Temuan penelitian Dewan Pers tahun 2022 mencatat 87 persen yang melakukan pelanggaran kode etik itu merupakan media online, di antaranya menyebutkan identitas korban, mendiskriminasi dengan memberikan stereotip terhadap perempuan, pelabelan, atau menyalahkan korban.
Sementara itu, Dewan Pers sedang menyusun pedoman pemberitaan terkait kasus kekerasan seksual dan kekerasan berbasis gender (gender based violence) untuk media massa yang diharapkan dapat diluncurkan dalam waktu dekat.
Sebelum pedoman tersebut dikeluarkan, Ketua Dewan Pers Ninik Rahayu mengatakan bahwa saat ini pihaknya baru sampai pada tahap penyiapan kurikulum dan modul untuk pendidikan wartawan.

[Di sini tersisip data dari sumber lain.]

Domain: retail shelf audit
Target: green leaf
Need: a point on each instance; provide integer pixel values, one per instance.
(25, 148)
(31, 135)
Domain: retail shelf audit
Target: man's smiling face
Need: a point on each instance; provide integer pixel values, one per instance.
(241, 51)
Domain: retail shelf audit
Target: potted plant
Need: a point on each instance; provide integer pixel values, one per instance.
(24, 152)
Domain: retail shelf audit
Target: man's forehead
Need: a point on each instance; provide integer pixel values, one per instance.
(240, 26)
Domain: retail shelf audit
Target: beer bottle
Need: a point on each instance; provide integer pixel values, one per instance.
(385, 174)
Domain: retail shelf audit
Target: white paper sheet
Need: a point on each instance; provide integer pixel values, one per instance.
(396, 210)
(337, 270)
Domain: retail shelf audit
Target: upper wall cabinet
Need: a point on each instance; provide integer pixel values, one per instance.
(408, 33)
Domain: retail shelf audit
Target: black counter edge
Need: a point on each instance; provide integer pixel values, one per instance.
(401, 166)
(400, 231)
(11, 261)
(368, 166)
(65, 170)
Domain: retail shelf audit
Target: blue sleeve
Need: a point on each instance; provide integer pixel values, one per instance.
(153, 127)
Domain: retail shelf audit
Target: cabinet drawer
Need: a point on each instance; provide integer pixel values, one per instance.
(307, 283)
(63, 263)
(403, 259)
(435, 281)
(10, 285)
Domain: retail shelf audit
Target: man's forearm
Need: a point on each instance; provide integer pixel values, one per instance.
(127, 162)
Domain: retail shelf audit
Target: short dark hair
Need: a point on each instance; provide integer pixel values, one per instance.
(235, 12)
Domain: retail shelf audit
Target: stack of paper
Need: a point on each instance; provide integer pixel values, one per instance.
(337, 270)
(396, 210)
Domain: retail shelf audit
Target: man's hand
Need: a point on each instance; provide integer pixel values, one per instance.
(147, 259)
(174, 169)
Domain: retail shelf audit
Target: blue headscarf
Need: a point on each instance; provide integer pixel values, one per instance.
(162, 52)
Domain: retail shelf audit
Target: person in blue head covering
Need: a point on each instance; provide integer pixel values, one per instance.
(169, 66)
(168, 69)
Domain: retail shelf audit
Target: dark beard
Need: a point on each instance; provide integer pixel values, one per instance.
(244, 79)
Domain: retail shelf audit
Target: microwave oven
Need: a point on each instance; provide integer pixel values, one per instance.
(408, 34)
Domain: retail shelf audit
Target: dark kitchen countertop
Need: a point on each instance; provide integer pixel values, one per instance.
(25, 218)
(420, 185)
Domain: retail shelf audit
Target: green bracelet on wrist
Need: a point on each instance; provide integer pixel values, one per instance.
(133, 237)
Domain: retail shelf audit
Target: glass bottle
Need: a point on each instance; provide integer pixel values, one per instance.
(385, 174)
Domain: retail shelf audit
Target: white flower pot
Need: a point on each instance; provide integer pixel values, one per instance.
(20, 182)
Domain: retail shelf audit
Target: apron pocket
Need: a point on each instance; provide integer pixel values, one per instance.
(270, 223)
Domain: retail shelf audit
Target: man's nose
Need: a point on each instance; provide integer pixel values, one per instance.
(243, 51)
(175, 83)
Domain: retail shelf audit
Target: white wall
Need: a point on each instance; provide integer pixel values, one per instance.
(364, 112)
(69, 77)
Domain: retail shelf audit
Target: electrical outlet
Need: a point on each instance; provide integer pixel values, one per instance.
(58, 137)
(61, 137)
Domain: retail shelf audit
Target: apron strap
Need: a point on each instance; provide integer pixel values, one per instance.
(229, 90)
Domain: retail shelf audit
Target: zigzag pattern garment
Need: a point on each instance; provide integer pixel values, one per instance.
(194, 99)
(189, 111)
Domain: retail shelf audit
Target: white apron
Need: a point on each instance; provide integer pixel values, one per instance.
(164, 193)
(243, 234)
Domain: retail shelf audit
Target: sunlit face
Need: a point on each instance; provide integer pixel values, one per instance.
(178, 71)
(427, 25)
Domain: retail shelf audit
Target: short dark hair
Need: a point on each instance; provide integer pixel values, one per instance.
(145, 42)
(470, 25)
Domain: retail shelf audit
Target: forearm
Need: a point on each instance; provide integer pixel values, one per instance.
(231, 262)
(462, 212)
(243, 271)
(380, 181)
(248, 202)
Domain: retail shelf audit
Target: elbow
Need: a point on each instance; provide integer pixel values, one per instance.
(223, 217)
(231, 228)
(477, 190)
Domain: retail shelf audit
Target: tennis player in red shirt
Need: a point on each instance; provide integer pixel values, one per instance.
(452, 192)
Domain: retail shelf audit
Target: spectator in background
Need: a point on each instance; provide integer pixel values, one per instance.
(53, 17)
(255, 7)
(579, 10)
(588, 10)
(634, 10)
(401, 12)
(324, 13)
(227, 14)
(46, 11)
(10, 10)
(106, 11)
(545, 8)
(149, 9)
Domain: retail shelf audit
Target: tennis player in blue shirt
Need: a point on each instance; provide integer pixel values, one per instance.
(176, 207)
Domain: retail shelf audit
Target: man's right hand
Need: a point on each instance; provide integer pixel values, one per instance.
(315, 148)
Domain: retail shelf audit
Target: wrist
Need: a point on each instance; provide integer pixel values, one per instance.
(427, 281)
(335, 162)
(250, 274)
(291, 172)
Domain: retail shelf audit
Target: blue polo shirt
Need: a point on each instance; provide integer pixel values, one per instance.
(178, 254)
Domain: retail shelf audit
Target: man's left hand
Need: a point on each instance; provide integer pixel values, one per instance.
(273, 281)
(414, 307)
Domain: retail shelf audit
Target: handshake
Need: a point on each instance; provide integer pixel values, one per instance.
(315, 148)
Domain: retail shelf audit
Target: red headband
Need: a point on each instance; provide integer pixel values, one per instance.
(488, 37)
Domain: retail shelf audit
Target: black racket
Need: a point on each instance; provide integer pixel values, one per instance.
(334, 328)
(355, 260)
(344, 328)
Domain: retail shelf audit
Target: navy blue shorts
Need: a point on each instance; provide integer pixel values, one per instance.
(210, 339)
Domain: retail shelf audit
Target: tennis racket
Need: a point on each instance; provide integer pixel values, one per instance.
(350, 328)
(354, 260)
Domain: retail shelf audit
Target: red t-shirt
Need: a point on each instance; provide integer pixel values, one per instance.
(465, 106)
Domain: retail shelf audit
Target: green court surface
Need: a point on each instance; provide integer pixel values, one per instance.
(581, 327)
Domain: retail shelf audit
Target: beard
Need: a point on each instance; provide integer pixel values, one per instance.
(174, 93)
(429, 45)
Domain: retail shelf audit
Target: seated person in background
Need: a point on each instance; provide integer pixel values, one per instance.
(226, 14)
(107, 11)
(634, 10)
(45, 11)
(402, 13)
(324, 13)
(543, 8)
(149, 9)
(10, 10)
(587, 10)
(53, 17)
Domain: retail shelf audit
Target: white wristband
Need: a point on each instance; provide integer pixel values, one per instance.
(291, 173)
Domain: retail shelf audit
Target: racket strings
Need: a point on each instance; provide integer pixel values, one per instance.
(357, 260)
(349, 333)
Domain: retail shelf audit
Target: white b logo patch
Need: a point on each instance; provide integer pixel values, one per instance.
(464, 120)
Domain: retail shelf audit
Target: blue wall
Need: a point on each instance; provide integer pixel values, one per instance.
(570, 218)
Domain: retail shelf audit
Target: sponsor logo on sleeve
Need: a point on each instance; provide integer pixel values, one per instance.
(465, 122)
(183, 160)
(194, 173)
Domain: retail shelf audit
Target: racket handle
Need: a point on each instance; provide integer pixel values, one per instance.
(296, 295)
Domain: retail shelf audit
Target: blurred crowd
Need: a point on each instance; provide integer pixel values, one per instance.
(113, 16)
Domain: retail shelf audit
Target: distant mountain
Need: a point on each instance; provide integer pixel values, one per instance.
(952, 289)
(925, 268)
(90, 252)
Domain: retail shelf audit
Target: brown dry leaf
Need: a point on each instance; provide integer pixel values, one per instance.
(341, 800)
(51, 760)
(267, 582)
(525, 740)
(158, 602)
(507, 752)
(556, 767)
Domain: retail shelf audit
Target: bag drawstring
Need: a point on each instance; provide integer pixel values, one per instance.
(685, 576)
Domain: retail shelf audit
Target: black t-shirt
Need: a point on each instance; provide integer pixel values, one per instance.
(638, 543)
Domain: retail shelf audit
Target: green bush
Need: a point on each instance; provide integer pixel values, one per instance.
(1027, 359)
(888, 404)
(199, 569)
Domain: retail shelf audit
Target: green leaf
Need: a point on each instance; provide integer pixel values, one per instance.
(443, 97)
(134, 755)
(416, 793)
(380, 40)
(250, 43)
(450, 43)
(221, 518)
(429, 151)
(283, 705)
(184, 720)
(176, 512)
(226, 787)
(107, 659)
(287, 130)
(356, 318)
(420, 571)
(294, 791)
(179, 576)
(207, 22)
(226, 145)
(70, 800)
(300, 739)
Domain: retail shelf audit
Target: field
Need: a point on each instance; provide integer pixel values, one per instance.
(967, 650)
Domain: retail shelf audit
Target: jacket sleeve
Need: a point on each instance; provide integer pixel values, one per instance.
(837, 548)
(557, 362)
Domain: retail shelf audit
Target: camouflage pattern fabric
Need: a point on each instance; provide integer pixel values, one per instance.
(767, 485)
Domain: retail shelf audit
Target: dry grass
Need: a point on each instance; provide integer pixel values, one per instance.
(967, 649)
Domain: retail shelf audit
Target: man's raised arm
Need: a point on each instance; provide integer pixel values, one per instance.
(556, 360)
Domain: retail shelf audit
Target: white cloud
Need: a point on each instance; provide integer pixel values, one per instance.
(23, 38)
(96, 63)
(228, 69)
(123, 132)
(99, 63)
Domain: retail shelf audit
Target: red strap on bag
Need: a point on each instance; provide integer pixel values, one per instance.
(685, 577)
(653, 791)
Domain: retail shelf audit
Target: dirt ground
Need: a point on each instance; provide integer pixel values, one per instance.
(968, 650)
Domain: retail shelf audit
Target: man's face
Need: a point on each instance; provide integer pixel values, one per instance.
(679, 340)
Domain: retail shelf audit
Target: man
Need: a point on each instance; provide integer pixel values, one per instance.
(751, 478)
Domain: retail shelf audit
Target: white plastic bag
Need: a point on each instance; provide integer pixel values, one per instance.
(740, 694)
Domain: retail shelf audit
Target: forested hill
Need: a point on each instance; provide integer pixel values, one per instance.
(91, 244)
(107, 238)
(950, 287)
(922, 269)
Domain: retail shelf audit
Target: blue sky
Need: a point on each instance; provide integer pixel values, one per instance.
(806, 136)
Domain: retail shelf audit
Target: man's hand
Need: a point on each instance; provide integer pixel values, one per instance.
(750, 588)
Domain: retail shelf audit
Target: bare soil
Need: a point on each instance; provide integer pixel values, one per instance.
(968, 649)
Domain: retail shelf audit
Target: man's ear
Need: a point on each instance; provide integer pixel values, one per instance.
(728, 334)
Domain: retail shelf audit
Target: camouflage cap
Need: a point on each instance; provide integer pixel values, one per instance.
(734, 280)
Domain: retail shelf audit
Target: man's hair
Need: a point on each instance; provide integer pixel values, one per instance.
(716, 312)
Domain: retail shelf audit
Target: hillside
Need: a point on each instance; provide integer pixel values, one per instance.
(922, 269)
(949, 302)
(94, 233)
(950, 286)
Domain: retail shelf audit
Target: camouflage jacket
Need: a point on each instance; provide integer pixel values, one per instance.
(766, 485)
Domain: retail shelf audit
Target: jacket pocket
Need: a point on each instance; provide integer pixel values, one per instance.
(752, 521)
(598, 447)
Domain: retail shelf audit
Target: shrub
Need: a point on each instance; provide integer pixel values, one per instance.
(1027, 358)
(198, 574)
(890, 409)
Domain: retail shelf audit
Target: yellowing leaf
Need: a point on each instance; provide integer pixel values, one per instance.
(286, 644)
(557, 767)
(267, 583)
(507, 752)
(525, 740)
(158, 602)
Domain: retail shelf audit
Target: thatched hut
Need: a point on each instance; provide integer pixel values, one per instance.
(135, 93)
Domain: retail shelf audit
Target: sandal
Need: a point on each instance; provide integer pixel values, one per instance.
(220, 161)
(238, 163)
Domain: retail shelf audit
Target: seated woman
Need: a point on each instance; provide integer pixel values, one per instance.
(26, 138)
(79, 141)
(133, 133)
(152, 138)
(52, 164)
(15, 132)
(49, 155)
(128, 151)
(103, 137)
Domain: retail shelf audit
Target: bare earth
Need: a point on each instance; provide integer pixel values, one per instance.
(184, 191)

“Nanti (bentuknya) pedoman. Modul itu kan alat untuk berlatih (untuk wartawan), tetapi aturannya nanti berupa pedoman,” kata Ninik usai acara “Aksi dan Kolaborasi Pentahelix: Penguatan Media dan Pers dalam Pencegahan dan Respon Kekerasan Berbasis Gender”, di Jakarta, Senin.
Menurut Ninik, draf pedoman pemberitaan terkait kekerasan berbasis gender sudah selesai, namun masih perlu dilakukan serangkaian uji coba, termasuk uji publik, sebelum akhirnya diterbitkan sebagai Peraturan Dewan Pers.
Seiring dengan proses penyusunan pedoman tersebut, ia mengatakan bahwa Dewan Pers juga terus menjalin komunikasi bersama wartawan dan perusahaan media untuk melakukan uji coba, sambil berupaya meningkatkan kompetensi wartawan melalui uji coba tersebut.
Selain terkait kekerasan berbasis gender, Dewan Pers juga sudah mengeluarkan sejumlah pedoman pemberitaan lainnya bagi media massa seperti pedoman pemberitaan ramah anak, pedoman pemberitaan terkait tindak dan upaya bunuh diri, pedoman pemberitaan ramah disabilitas, dan sebagainya.